The Elmenteitan herders at Gogo Falls “have always been unusual because they only relied about 50 percent on domestic animals, with the rest hunting and fishing,” Chritz says. “The assumption was that due to some sort of environmental constraint, they weren’t able to maintain large herds of domestic animals. The specific assumption relates to the presence of the tsetse fly, which carries African sleeping sickness or trypanosomiasis. This is fatal to cattle, goats, sheep and people. It’s very difficult to maintain livestock where there are abundant tsetse flies.”
The idea that a wet, bushy and woody tsetse-infested environment forced Gogo Falls residents to hunt and fish for almost half their food persisted even though other Elmenteitan archaeological sites east of Lake Victoria contain evidence that people there depended on livestock for 90 percent of their food supply.
The new findings mean people at Gogo Falls “weren’t forced to hunt and fish by their environment,” or at least by a bushy tsetse-infested environment, Chritz says. “They chose to do it, or had to do it for some other reason, like social or political pressures.”
A study of animals long ago at Gogo Falls
Chritz spent two months in 2013 in Nairobi, analyzing 86 fossil teeth excavated from the ancient ash of cooking fires at the Gogo Falls site in 1986 and stored at the National Museum of Kenya.
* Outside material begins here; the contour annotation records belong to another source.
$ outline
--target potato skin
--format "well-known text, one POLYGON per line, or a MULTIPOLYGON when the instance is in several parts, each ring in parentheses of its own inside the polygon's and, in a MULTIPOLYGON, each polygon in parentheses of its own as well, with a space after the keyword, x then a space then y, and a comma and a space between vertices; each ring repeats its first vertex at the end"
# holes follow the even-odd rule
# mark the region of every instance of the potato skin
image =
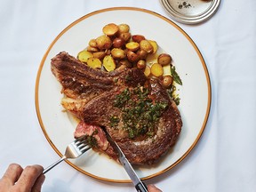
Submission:
POLYGON ((88 59, 92 57, 93 57, 93 54, 86 50, 83 50, 77 54, 77 59, 82 62, 87 62, 88 59))
POLYGON ((112 45, 112 41, 108 36, 100 36, 96 38, 96 44, 100 50, 109 49, 112 45))
POLYGON ((103 33, 108 36, 115 36, 119 30, 119 28, 115 23, 108 23, 102 28, 103 33))
POLYGON ((172 62, 172 57, 167 53, 162 53, 158 56, 157 62, 162 66, 170 65, 172 62))
POLYGON ((132 36, 132 39, 133 42, 140 43, 140 41, 145 40, 146 38, 144 36, 141 35, 134 35, 132 36))
POLYGON ((129 50, 127 52, 127 59, 131 62, 136 62, 136 61, 139 60, 140 58, 135 52, 133 52, 131 50, 129 50))
POLYGON ((152 53, 154 51, 153 46, 148 40, 141 40, 140 42, 140 48, 146 51, 148 53, 152 53))
POLYGON ((116 37, 116 38, 113 40, 112 46, 113 46, 114 48, 122 48, 124 44, 125 44, 124 39, 120 38, 120 37, 116 37))
POLYGON ((121 60, 126 57, 125 52, 119 48, 114 48, 111 50, 111 55, 114 59, 121 60))
POLYGON ((107 71, 112 71, 116 69, 116 62, 111 55, 106 55, 104 57, 103 67, 107 71))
The teeth came from caprines, which are sheep or goats – the researchers don’t know for sure because the teeth are similar – and from cows, various species of large and small antelopes, zebras, hippos, warthogs and bushpigs.
To avoid damaging the teeth, they removed only 1-milligram samples of tooth enamel from already broken tooth edges. Chritz analyzed stable isotopes, which are forms of elements that do not decay radioactively. They determined the ratios of heavier, rarer carbon-13 to lighter, common carbon-12.
Those carbon-isotope ratios indicate whether an animal ate what are called C3 plants, which include leafy trees, shrubs, forbs and herbs, or C4 plants, which include grasses and sedges. Higher carbon-13-to-carbon-12 ratios indicate a C4 grassy diet.
The results indicate that at Gogo Falls, the cows and sheep or goats – as well as the majority of wild animals – ate a grassy diet. (Cows, goats and sheep don’t eat sedges.) That is consistent with studies of old pollen and leaf wax from lake sediments that also suggested the Lake Victoria Basin had a grassy landscape, Chritz says.
The scientists found that 10 of the 13 species of wild and domestic animals ate a diet of more than 80 percent grass – cows and caprines ate almost a pure grass diet – while bush pigs and large and small forest antelopes ate less than 80 percent grass, but still “far more than in a modern environment,” Chritz says. She believes the caprines were sheep, not goats, because goats would tend to browse on C3 shrubs and leaves.
Chritz says it isn’t necessarily true that grasslands near Lake Victoria developed naturally and attracted herders, but that “it may have been the other way around. They may have maintained the environment to keep it grassy” by using grazing – as the Maasai people do today in southwest Kenya and northern Tanzania – and/or with fire.
She notes the area around Lake Victoria is much different today than it was 2,000 years ago, largely due to overgrazing of grasses by livestock and to increasing bushiness as humans kill or relocate giraffes and elephants in the area.